1 cup or 250 gms Rava/ semolina
1/2 cup or 125 gms Poha/ flattened rice
1/2 cup Idli rava
1 cup sour curds whisked well
9 green chillies
2 Inch piece of ginger
4 tbsps finely chopped coriander leaves
1 large onion sliced or chopped as desired
1 tomato sliced or chopped
Oil for roasting the Uthappa
1/2 tsp Eno fruit salt
Powder the poha and tip it into a bowl. Drop in the idli rava and rava too. Add salt the whisked curd and water enough to make a batter of pouring consistency. Grind the green chillies and ginger to a coarse paste. Add it to the batter. Add finely chopped coriander leaves, mix , cover and keep aside for ten minutes. You will notice that the rava and poha have absorbed all the moisture.

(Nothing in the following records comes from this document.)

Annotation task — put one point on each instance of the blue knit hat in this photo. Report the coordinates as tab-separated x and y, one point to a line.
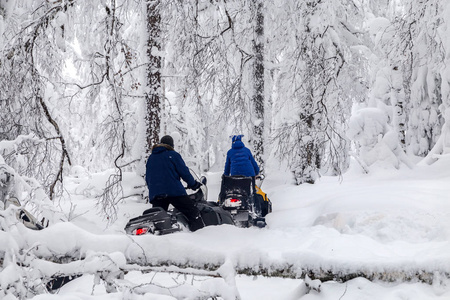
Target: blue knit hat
236	138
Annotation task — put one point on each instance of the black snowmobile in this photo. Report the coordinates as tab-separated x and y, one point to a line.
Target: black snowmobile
159	222
248	206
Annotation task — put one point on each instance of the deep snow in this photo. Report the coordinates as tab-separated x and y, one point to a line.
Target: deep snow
383	222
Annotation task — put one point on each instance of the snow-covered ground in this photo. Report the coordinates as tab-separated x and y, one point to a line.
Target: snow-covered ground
383	223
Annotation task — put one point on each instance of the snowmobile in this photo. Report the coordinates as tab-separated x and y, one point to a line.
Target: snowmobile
157	221
248	206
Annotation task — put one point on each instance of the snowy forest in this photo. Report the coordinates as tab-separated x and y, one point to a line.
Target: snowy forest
315	86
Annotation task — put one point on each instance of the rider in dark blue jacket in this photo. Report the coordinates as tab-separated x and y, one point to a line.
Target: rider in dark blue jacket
240	160
164	169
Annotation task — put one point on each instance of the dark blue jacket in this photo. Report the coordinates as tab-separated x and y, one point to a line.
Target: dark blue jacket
240	161
164	169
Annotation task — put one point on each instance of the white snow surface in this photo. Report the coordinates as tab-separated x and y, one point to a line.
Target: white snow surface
385	221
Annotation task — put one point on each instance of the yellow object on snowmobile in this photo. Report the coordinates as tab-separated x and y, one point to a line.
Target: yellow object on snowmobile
260	192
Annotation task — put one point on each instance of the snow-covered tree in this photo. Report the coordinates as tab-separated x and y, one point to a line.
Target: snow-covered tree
312	65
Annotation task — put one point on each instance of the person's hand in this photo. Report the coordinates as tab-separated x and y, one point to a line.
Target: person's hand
196	186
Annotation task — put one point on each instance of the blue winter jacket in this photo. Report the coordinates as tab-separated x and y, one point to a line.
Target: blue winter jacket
240	161
164	169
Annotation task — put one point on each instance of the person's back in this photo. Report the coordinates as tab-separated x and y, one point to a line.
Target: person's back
165	168
240	160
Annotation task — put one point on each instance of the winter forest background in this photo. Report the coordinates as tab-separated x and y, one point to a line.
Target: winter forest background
313	85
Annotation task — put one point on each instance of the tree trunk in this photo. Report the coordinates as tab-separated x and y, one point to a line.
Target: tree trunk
153	97
258	72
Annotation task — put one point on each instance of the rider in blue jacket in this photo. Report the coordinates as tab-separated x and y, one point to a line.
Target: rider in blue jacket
240	160
165	167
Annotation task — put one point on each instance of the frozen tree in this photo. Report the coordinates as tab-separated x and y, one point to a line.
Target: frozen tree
153	97
27	77
258	82
310	70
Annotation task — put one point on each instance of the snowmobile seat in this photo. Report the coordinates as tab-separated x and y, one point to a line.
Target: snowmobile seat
236	187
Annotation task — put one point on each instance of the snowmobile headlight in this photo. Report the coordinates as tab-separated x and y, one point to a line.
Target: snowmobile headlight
233	202
140	231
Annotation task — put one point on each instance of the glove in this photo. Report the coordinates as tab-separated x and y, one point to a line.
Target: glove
196	186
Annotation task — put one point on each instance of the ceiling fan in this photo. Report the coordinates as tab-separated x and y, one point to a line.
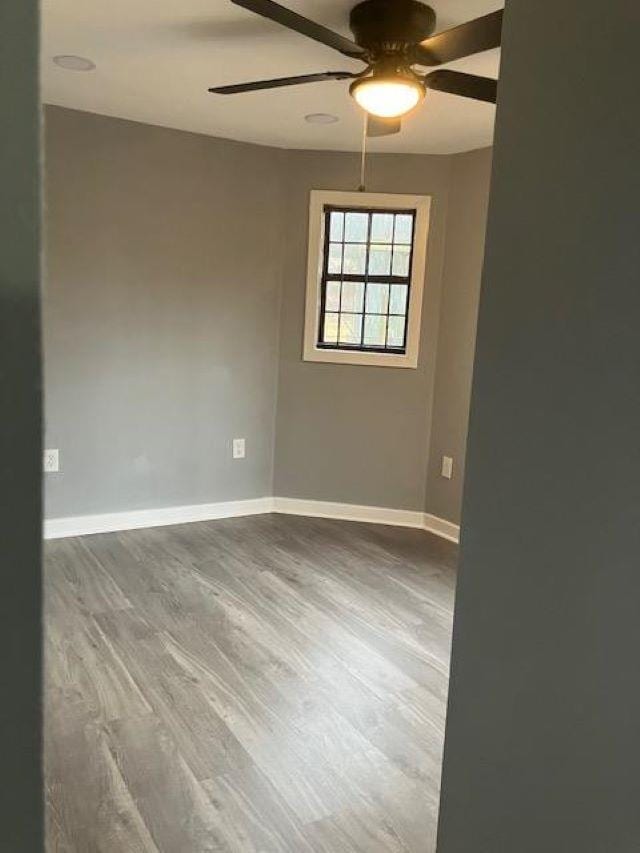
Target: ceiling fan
390	37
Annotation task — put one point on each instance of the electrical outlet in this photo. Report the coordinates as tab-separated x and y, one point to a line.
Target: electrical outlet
51	461
447	467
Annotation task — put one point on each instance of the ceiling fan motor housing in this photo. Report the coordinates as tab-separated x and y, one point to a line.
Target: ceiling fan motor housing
391	25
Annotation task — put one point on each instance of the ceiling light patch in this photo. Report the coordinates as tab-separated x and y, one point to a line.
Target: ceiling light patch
321	118
70	62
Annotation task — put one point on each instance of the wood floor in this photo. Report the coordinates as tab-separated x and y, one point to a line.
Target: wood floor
261	684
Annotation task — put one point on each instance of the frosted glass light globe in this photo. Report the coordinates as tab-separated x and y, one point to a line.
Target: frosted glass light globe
387	98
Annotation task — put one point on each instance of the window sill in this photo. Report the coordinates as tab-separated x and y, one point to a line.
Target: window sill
365	359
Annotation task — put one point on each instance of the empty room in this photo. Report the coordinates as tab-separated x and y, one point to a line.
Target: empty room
259	323
319	370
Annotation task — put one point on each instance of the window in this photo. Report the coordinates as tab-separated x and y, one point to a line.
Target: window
366	274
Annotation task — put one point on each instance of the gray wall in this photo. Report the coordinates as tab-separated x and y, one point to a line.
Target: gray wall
543	740
464	252
163	274
176	274
344	432
20	448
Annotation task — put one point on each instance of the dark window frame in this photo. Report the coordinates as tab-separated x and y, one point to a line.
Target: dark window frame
366	278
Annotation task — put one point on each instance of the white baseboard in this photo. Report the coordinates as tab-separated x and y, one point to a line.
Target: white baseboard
372	514
349	512
57	528
442	527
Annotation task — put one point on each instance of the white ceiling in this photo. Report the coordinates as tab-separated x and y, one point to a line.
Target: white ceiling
155	61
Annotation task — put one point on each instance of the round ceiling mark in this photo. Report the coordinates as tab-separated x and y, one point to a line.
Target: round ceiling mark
74	63
321	118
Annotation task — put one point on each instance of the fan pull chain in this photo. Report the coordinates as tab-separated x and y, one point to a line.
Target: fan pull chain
362	187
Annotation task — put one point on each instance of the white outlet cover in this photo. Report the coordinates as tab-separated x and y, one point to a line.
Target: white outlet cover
51	462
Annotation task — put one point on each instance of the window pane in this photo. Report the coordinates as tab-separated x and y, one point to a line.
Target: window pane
330	332
401	256
395	331
335	258
355	256
332	296
352	296
374	331
404	228
379	260
336	228
377	298
382	227
355	227
398	299
350	328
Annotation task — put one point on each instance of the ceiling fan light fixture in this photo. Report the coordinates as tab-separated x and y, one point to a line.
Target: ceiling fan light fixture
388	96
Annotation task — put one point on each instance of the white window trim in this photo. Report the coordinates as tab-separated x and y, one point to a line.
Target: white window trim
318	199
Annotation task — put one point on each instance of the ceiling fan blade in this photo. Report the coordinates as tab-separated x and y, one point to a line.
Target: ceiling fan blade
466	85
284	16
377	126
473	37
236	88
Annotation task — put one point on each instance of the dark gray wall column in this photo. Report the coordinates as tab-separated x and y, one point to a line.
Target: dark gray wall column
20	456
542	747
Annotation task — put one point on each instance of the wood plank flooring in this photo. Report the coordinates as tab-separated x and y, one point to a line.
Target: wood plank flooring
259	685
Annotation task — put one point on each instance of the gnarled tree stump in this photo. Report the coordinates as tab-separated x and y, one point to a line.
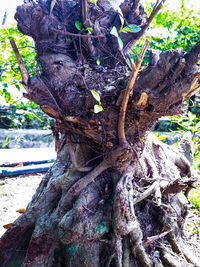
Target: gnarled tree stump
115	196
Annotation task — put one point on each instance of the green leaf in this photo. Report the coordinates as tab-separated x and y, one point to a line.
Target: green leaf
89	29
53	2
98	62
131	28
98	108
78	25
114	31
121	16
93	1
120	43
96	96
5	142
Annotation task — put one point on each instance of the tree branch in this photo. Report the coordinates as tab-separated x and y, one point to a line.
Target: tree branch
22	67
77	34
155	10
131	82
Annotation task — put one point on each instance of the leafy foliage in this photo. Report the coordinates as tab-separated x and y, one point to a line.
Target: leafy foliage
20	113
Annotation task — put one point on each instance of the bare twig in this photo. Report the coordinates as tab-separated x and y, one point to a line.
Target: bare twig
77	34
152	239
129	87
85	13
22	67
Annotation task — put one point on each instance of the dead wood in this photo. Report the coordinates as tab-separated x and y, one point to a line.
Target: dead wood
115	196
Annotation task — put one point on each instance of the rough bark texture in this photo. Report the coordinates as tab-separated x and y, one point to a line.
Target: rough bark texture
115	196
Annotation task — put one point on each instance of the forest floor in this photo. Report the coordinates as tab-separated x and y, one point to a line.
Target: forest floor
16	193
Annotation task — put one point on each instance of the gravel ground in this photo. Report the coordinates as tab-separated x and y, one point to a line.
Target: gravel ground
17	192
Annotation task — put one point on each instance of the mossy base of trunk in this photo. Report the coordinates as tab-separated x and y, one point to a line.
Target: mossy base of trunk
133	217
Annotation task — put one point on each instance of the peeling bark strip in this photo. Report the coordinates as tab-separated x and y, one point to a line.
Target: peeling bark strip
115	197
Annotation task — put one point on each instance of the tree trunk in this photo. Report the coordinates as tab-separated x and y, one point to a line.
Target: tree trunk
115	196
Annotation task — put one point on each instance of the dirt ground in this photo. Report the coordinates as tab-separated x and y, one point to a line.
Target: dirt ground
17	192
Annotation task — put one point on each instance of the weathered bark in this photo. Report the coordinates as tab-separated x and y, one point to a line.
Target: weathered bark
115	196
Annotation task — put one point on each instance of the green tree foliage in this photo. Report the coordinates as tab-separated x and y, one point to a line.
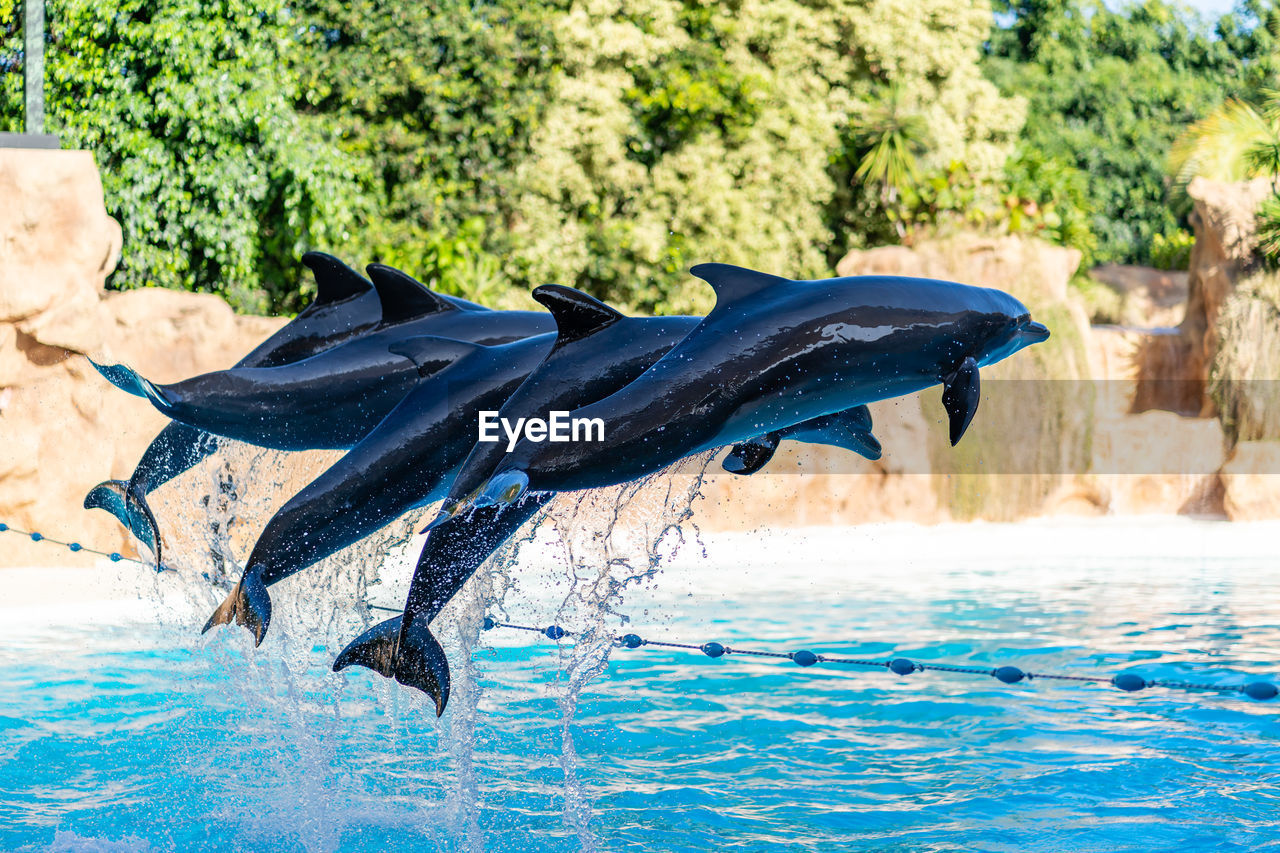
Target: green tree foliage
435	103
187	105
1110	90
684	131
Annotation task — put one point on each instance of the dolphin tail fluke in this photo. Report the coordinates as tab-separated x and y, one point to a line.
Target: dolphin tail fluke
374	649
247	605
129	507
127	379
411	655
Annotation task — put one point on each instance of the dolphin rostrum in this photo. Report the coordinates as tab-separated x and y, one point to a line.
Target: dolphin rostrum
776	352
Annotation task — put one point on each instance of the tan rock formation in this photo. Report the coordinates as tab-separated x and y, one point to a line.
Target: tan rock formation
63	428
1251	482
1148	297
1174	369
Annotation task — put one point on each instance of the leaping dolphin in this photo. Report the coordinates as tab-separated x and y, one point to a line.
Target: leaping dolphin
346	306
408	460
393	306
597	352
333	398
776	352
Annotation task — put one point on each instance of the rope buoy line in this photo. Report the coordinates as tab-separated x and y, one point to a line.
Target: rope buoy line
74	547
1127	682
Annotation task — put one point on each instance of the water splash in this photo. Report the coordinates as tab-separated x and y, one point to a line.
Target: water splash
607	542
611	539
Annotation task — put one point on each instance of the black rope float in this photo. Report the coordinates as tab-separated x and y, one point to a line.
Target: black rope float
1127	682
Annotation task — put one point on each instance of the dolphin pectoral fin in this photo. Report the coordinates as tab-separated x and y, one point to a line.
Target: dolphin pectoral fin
503	488
129	507
375	649
127	379
750	456
960	396
411	655
420	664
248	605
850	429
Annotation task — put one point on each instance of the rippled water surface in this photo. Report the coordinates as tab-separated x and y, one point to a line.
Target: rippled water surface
123	729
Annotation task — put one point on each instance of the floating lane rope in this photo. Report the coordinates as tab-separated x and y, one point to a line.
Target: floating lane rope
1127	682
74	547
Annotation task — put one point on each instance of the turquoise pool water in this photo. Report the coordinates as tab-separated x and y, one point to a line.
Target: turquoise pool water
129	731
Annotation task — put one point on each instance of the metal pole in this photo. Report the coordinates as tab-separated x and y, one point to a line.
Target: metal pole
33	65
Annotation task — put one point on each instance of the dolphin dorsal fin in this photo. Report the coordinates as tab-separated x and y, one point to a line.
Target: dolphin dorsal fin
575	313
334	279
734	282
403	296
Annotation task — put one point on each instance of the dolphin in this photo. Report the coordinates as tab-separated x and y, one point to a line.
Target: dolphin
581	368
408	460
333	398
346	305
776	352
403	647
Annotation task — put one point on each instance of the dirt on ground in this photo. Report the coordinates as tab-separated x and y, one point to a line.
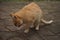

Add some water to make a batter of pouring consistency. Add the fruit salt and a tsp of water over it to activate it. Mix and pour a ladleful of the batter on a hot tava/ skillet. Sprinkle the finely chopped onions and tomatoes or place the sliced ones gently on the Uthappa. Drizzle with oil, cover and roast on a medium flame. Flip. Roast on the other side too. Serve hot with chutney.
This proportion makes 10 medium sized Uthappa.